The consequences of US “maximum pressure” policy on Iran

In September 2019, Donald Trump announced new sanctions on Iran as a retaliation for its attacks against two oil plants in Saudi Arabia, an US ally in the Middle East. These sanctions targeted the Iranian Central Bank and the National Development Fund, accused of funding terrorists’ groups. This measure is only the latest of a series of increasingly severe sanctions starting in November 2018. What have been the effects of these measures so far, in particular on the oil industry, and what is going to happen next?

To answer this question, it is useful to provide background knowledge of past sanctions put in place by the United States (or by the international community, through the UN Security Council) on Iranian economic and political sphere.

The first sanctions date back to 1979, the year of the Iranian Revolution.
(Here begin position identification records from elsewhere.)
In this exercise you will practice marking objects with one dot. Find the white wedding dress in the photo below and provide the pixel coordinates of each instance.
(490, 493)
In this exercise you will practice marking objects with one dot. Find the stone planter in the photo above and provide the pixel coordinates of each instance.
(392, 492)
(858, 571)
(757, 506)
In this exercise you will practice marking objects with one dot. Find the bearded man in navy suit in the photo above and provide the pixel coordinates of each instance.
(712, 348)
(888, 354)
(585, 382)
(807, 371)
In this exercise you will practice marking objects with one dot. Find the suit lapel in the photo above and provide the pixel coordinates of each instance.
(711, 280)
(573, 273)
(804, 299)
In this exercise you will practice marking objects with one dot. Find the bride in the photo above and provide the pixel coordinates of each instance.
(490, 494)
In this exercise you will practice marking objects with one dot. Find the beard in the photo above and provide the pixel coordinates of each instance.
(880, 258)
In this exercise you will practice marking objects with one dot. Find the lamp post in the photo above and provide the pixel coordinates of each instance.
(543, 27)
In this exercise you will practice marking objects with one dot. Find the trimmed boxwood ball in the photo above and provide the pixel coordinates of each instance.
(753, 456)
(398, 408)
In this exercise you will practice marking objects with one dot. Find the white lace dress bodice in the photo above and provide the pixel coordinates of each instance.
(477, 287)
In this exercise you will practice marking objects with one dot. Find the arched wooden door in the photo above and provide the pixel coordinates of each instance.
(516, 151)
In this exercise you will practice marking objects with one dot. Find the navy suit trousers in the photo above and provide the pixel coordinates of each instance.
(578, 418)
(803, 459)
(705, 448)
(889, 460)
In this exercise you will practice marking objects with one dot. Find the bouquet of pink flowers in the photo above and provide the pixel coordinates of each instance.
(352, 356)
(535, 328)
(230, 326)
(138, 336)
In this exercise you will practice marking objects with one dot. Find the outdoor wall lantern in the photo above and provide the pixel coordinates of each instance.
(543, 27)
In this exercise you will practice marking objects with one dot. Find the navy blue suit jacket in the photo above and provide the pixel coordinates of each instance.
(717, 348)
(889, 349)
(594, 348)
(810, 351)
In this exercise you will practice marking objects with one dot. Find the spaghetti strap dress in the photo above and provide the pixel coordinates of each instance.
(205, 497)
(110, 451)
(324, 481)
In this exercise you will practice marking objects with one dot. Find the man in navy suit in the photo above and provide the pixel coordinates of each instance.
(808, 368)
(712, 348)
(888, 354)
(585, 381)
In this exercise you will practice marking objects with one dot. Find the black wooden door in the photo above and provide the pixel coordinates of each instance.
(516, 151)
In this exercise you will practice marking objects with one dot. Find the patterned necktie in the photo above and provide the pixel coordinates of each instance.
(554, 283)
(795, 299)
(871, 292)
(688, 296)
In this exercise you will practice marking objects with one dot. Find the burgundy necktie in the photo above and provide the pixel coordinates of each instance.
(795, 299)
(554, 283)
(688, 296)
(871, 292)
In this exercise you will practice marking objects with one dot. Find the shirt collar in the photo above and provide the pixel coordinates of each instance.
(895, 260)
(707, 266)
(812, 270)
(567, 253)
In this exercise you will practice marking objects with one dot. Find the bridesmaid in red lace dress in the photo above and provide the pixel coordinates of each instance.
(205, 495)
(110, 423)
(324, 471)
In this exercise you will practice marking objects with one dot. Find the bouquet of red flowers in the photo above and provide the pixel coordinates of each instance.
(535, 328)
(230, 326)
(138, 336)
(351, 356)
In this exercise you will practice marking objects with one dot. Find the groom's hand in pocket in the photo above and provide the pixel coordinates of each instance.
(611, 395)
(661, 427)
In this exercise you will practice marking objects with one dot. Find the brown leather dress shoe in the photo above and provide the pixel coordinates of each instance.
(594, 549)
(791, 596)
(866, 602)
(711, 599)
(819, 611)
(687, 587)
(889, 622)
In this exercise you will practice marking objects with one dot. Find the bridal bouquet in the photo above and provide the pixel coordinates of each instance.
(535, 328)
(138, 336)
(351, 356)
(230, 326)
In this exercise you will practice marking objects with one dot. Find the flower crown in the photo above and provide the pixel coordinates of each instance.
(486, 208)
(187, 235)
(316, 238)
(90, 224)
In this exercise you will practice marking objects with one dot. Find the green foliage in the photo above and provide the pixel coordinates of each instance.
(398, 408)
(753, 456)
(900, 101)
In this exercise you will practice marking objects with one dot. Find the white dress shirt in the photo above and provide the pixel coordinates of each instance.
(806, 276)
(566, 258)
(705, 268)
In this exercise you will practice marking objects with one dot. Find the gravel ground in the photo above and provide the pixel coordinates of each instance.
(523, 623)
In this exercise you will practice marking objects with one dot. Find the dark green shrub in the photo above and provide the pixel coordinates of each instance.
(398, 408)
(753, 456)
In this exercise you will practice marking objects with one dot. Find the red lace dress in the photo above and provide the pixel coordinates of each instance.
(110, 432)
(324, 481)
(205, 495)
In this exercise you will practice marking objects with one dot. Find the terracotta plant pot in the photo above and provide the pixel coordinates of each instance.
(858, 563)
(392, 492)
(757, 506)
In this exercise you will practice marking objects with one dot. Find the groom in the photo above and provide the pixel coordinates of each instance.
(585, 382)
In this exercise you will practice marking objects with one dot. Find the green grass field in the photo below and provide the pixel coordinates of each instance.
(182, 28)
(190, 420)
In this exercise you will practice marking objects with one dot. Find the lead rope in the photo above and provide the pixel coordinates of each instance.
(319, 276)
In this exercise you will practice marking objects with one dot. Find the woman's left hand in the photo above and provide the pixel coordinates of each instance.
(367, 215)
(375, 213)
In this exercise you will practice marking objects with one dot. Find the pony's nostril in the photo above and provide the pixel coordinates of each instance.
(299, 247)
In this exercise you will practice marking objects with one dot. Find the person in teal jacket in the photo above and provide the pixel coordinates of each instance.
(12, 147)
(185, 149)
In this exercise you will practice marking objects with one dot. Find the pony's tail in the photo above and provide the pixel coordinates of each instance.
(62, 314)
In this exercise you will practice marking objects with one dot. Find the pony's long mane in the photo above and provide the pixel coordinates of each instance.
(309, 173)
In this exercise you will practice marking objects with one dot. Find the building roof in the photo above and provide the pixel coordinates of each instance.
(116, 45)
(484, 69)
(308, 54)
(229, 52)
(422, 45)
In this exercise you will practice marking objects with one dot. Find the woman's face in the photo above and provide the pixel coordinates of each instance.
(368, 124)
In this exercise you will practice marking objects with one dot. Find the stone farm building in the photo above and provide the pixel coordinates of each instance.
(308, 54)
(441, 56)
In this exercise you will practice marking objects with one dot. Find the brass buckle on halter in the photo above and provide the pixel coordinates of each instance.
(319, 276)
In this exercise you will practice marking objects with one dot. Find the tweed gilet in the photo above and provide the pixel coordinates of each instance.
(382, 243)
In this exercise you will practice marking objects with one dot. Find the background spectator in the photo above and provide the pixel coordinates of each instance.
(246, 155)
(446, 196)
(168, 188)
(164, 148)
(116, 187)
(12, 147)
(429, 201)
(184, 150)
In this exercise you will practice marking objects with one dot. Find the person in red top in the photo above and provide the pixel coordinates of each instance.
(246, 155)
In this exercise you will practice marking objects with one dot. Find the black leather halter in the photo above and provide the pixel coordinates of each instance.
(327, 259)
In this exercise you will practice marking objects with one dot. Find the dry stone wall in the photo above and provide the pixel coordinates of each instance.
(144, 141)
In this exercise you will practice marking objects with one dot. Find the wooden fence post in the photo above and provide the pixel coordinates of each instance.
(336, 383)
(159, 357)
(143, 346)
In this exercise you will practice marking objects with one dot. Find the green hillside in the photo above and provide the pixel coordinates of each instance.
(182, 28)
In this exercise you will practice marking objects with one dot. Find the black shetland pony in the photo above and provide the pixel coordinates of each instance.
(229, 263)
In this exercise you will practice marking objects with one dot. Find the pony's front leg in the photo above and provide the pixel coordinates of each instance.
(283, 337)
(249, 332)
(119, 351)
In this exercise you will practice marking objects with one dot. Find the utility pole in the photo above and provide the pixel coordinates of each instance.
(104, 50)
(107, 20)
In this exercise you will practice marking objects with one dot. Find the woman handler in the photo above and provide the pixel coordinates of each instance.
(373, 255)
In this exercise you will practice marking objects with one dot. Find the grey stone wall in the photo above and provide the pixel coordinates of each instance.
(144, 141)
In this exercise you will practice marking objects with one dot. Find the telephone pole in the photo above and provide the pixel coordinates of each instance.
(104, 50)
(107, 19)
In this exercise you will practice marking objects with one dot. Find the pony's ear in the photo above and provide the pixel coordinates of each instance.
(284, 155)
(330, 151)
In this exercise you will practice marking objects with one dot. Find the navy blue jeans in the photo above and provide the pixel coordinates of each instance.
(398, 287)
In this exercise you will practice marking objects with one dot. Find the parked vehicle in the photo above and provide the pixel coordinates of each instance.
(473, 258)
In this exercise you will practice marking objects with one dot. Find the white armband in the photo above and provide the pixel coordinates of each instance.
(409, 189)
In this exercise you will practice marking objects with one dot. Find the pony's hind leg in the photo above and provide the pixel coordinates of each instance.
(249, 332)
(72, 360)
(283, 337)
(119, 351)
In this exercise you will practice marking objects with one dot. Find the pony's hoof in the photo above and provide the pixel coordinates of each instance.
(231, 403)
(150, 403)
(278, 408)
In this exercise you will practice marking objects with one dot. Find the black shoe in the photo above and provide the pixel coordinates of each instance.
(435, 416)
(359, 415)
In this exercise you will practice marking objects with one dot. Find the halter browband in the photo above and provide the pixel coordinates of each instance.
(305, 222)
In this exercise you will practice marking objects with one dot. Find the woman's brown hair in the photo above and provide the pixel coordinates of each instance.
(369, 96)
A popular uprising led to the dismissal of the Shah and the establishment of an Islamic Republic, with an ideology which was strongly anti-colonial and anti-Western. The American embassy in Tehran was put under siege and the US President Carter froze millions of dollars in Iranian assets, to be released only once the hostages had been freed. In the subsequent years, Iranian oil imports were banned and, after the Iraqi invasion of Iran, also selling weapons to Iran was prohibited. In 1987, following Iranian actions in the Persian Gulf and support for terrorist groups, Reagan put an import embargo on goods and services from Iran. In 1995, Clinton forbid any involvement with the whole Iranian petroleum industry. When Iran refused to comply to UNSC resolution 1696, that forced Iran to halt its nuclear program, the Iran Sanctions Act of 2006 expanded the existing sanctions to include also banking transactions, shipping and web services. In 2012 EU Sanctions banning oil imports were introduced.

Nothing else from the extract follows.